The 30-year-old Center for Victims of Torture in St. Paul is bringing its work to Atlanta with a generous federal grant.
In a new partnership with the International Rescue Committee, the center will provide mental health services to new arrivals, including many refugees from war-torn Iraq and Congo as well as ethnic Karen from Myanmar.
While a lot of the roughly 260 survivors of torture served in the Twin Cities last year found their way to the center after years in the United States, the new project will engage refugees at a prime time — as they begin their transition to life in America.
“Atlanta provides the perfect laboratory for this new kind of partnership,” said Ruth Barrett-Rendler, the center’s deputy director. “Here in St. Paul, we can only help a drop in the bucket of individuals in need of our services.”

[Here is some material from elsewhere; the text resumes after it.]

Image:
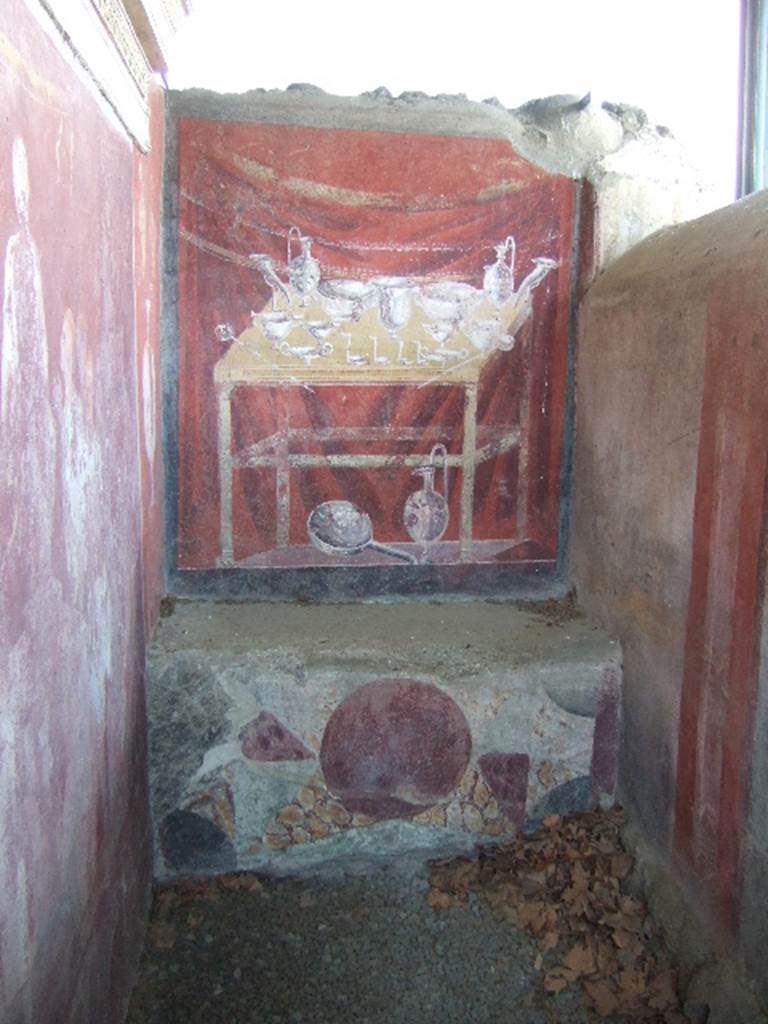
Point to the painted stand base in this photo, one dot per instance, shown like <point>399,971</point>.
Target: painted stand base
<point>301,739</point>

Barrett-Rendler says an ever-more heated debate over resettling refugees to the United States will not deter the planned expansion. The governor of Georgia is among 26 state chief executives who said they would try to block the arrival of Syrian refugees amid heightened security concerns after last week’s Paris terror attacks.

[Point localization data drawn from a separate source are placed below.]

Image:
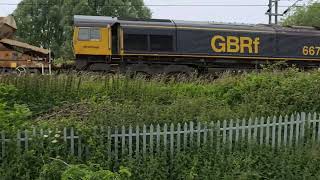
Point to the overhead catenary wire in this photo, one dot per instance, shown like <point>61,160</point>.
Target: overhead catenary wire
<point>150,5</point>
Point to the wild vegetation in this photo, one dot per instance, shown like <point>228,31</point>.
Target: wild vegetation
<point>54,19</point>
<point>84,101</point>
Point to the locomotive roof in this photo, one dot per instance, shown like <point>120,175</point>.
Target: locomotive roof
<point>80,20</point>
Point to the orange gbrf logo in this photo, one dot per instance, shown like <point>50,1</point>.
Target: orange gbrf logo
<point>233,44</point>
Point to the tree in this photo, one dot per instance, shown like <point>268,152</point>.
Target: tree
<point>49,23</point>
<point>305,16</point>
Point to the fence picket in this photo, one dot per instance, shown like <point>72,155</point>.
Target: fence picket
<point>64,134</point>
<point>79,147</point>
<point>144,140</point>
<point>185,135</point>
<point>303,124</point>
<point>26,140</point>
<point>268,131</point>
<point>3,144</point>
<point>318,130</point>
<point>158,138</point>
<point>72,141</point>
<point>178,137</point>
<point>261,130</point>
<point>205,131</point>
<point>280,131</point>
<point>18,140</point>
<point>171,139</point>
<point>211,134</point>
<point>297,131</point>
<point>273,138</point>
<point>230,134</point>
<point>151,139</point>
<point>191,133</point>
<point>218,135</point>
<point>165,132</point>
<point>123,140</point>
<point>130,141</point>
<point>243,130</point>
<point>237,130</point>
<point>137,141</point>
<point>198,134</point>
<point>224,132</point>
<point>292,121</point>
<point>314,127</point>
<point>255,130</point>
<point>109,141</point>
<point>249,130</point>
<point>116,143</point>
<point>285,133</point>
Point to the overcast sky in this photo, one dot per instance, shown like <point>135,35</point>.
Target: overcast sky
<point>250,15</point>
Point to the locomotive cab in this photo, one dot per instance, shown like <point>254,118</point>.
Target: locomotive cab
<point>92,41</point>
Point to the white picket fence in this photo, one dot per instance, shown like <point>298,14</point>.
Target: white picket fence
<point>135,141</point>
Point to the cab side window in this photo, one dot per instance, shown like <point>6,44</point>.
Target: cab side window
<point>95,34</point>
<point>84,34</point>
<point>89,34</point>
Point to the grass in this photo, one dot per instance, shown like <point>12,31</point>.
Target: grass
<point>90,100</point>
<point>83,100</point>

With a dearth of mental health services available to refugees, the International Rescue Committee reached out to the St. Paul center with an offer to team up. To fund the project, the center lined up $275,000 annually from the federal Office of Refugee Resettlement, which already contributes $865,000 a year toward the center’s budget.
In addition to its work in St. Paul, the center serves almost 3,000 people a year in Ethiopia, Kenya and Jordan. The new partnership will allow the center to reach people struggling with trauma sooner. In the weeks after they arrive, Atlanta-area refugees will go through a screening to find out if they might benefit from services.
The center hopes to replicate the effort in other cities. Barrett-Rendler says the debate over security and refugees doesn’t faze the center’s staff.
“To shut our door to refugees is to do exactly what the terrorists want,” she said.